If that was an eclipse, it is a mightly long eclipse, seeing as the longest an eclipse can last is only 7.5 minutes. But, if it was at Passover (which the text says it was) it could not have been an eclipse because Passover occurs in the middle of a lunar month, which means the moon would be full, at the opposite side of the earth from the sun.
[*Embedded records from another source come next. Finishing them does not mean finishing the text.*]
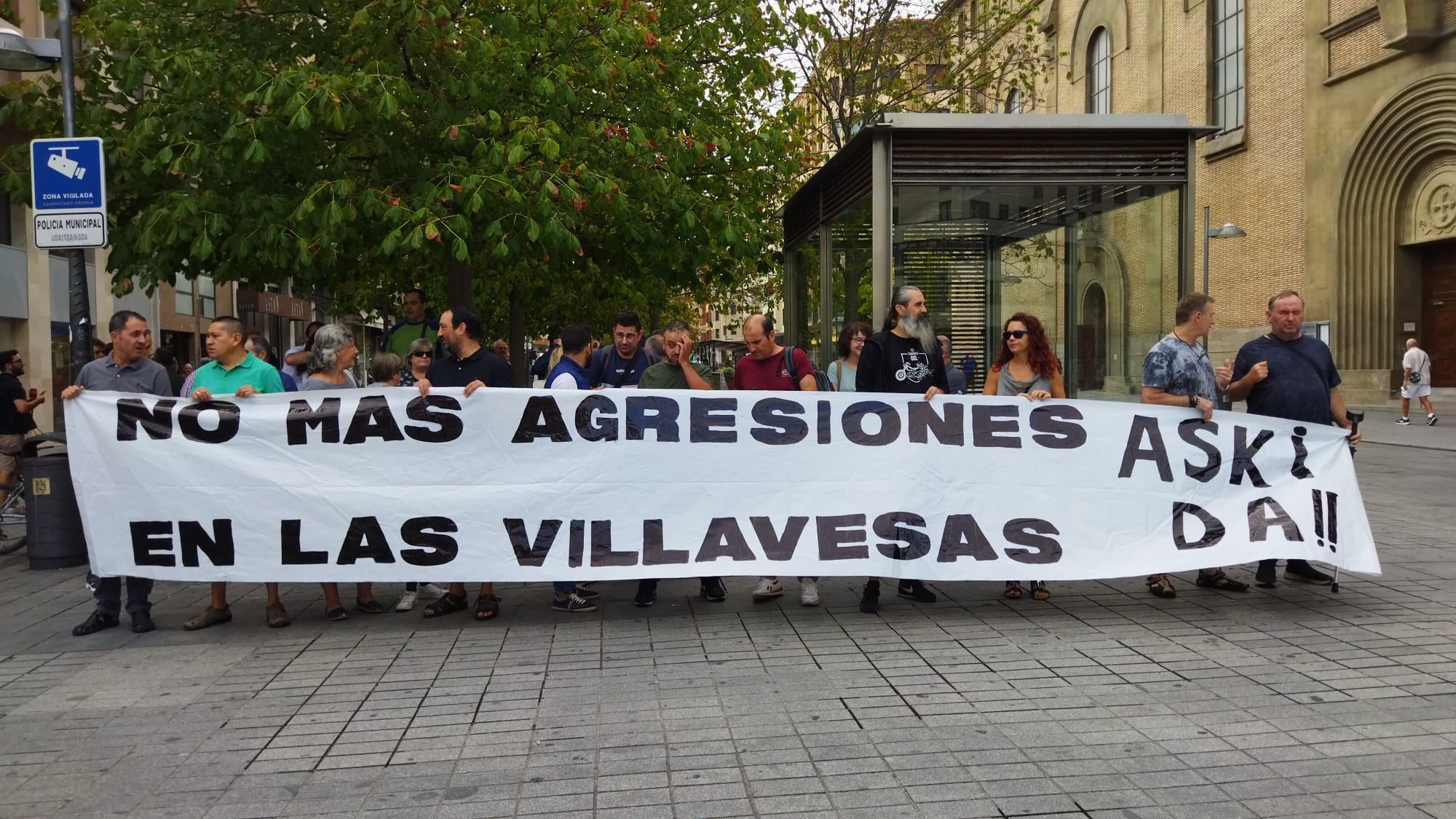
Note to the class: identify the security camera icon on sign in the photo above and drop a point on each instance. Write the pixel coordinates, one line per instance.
(65, 165)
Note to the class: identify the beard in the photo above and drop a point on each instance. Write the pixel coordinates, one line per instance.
(921, 330)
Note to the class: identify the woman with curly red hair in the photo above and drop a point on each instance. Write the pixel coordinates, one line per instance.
(1026, 368)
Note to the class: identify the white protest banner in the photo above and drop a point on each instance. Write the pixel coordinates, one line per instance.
(531, 486)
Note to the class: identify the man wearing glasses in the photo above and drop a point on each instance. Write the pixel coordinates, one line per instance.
(417, 325)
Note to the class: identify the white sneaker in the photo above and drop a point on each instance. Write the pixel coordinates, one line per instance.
(809, 593)
(769, 587)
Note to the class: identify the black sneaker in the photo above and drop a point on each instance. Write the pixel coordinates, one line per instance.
(1307, 573)
(714, 589)
(142, 622)
(915, 590)
(1266, 577)
(870, 601)
(95, 622)
(647, 593)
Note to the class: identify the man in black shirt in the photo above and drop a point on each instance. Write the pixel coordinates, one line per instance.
(905, 356)
(15, 416)
(1289, 375)
(472, 368)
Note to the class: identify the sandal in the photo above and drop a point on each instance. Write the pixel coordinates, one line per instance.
(446, 604)
(1222, 582)
(1161, 586)
(487, 606)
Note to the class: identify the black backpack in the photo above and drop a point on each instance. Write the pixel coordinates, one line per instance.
(820, 376)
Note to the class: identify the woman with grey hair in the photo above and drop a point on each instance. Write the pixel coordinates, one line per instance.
(422, 355)
(330, 362)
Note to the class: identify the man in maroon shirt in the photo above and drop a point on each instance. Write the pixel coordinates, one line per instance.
(764, 368)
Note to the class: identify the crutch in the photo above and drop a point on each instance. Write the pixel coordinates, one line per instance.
(1355, 417)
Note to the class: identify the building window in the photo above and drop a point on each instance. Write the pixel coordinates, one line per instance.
(207, 290)
(1228, 65)
(184, 290)
(1100, 74)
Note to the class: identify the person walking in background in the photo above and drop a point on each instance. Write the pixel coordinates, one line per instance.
(902, 357)
(1026, 368)
(388, 371)
(1289, 375)
(234, 371)
(953, 375)
(851, 344)
(330, 362)
(124, 369)
(1177, 372)
(1416, 384)
(17, 422)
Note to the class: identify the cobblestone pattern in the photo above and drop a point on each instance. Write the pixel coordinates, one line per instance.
(1099, 703)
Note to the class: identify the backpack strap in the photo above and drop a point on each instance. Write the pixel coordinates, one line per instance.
(788, 365)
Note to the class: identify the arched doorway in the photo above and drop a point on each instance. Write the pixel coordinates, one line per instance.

Fortunately, two historians witnessed the event and noted it:
Thallus, a historian alive at the time, noted the event and described it in his now lost writings – his reference was preserved, however, by Julius Africanus, who wrote in AD 221 the following:
“Thallus, in his third book of histories, explains away this darkness as an eclipse of the sun – unreasonably as it seems to me. For the Hebrews celebrate the Passover on the 14th day according to the moon, and the passion of our Saviour falls on the day before the passover; but an eclipse of the sun takes place only when the moon comes under the sun. And it cannot happen at any other time but in the interval between the first day of the new moon and the last of the old, that is, at their junction: how then should an eclipse occur when the moon is almost diametrically opposite the sun?”
Phlegon of Tralles, a first century Greek historian wrote Olympiades not long after the death of Jesus, in which he writes:
“In the 4th year of the 202nd Olympiad,there was a great eclipse of the Sun, greater than had ever been known before, for at the 6th hour the day was changed into night and the stars were seen in the heavens. An earthquake occurred in Bythinia and overthrew a great part of the city of Nicæa.”
The 202nd Olympiad, according to calculations, ran from July AD 29 to June AD 33. If the event occurred during the fourth year of the Olympiad, that would mean Passover, or Spring, AD 33.